Rebecca Hains said the Transportation Security Administration agent at McCarran International Airport took her cupcake Wednesday, telling her its frosting was enough like a gel to violate TSA restrictions on allowing liquids and gels onto flights to prevent them from being used as explosives. She said the agent told her the frosting was conforming to the jar it was inside.
"I just thought this was terrible logic," Hains said Friday.
Hains, who lives in Peabody, just north of Boston, said the agent didn't seem concerned that the cupcake could actually be explosive, just that it fit some bureaucratic definition about what was prohibited. She said he even offered to let her eat it away from the airport security area.
Hains, a 35-year-old communications professor at Salem State University, said she told the agent she had passed through security at Boston's Logan International Airport earlier in the week with two cupcakes packaged in jars, gifts from a student. But she said the agent told her that just meant TSA in Boston didn't do its job.

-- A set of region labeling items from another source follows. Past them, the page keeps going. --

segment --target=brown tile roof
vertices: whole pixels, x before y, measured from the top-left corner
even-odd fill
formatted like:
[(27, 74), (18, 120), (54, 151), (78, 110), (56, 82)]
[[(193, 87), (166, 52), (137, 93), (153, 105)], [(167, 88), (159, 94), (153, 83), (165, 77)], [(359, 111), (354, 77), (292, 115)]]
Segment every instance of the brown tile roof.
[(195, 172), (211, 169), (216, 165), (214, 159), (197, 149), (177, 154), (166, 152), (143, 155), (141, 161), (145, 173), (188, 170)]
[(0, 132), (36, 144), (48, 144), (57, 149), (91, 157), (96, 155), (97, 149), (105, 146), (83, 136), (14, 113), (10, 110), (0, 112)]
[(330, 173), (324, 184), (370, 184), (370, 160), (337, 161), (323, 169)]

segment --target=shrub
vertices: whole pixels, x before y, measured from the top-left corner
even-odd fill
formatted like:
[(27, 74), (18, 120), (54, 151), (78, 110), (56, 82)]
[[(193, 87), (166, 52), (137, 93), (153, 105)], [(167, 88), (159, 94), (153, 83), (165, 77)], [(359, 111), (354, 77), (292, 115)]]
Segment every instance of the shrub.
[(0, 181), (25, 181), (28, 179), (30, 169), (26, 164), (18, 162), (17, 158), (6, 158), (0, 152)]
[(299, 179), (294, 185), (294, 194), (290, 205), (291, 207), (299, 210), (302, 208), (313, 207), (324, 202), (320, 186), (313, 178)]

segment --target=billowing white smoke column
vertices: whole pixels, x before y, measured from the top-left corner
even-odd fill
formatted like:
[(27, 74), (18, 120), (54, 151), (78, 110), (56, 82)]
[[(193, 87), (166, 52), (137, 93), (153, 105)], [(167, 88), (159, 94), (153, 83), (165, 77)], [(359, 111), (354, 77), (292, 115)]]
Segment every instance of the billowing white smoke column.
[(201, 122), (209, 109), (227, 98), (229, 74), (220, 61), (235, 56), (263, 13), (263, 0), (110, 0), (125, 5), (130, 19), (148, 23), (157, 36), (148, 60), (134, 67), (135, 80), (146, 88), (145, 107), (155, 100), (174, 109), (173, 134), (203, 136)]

The TSA, which is entrusted with protecting the nation's transportation system, was reviewing the situation, agency spokesman Nico Melendez said. Passengers are allowed to take cakes and cupcakes through checkpoints, he said.
Hains ultimately surrendered the cupcake. But she said the situation highlighted a lack of common sense by the agent and the ludicrousness of TSA policies.
"It's not really about the cupcake; I can get another cupcake," she said. "It's about an encroachment on civil liberties. We're just building up a resistance and tolerance to all these things they're doing in the name of security, when it's really theater. It is not keeping us safe."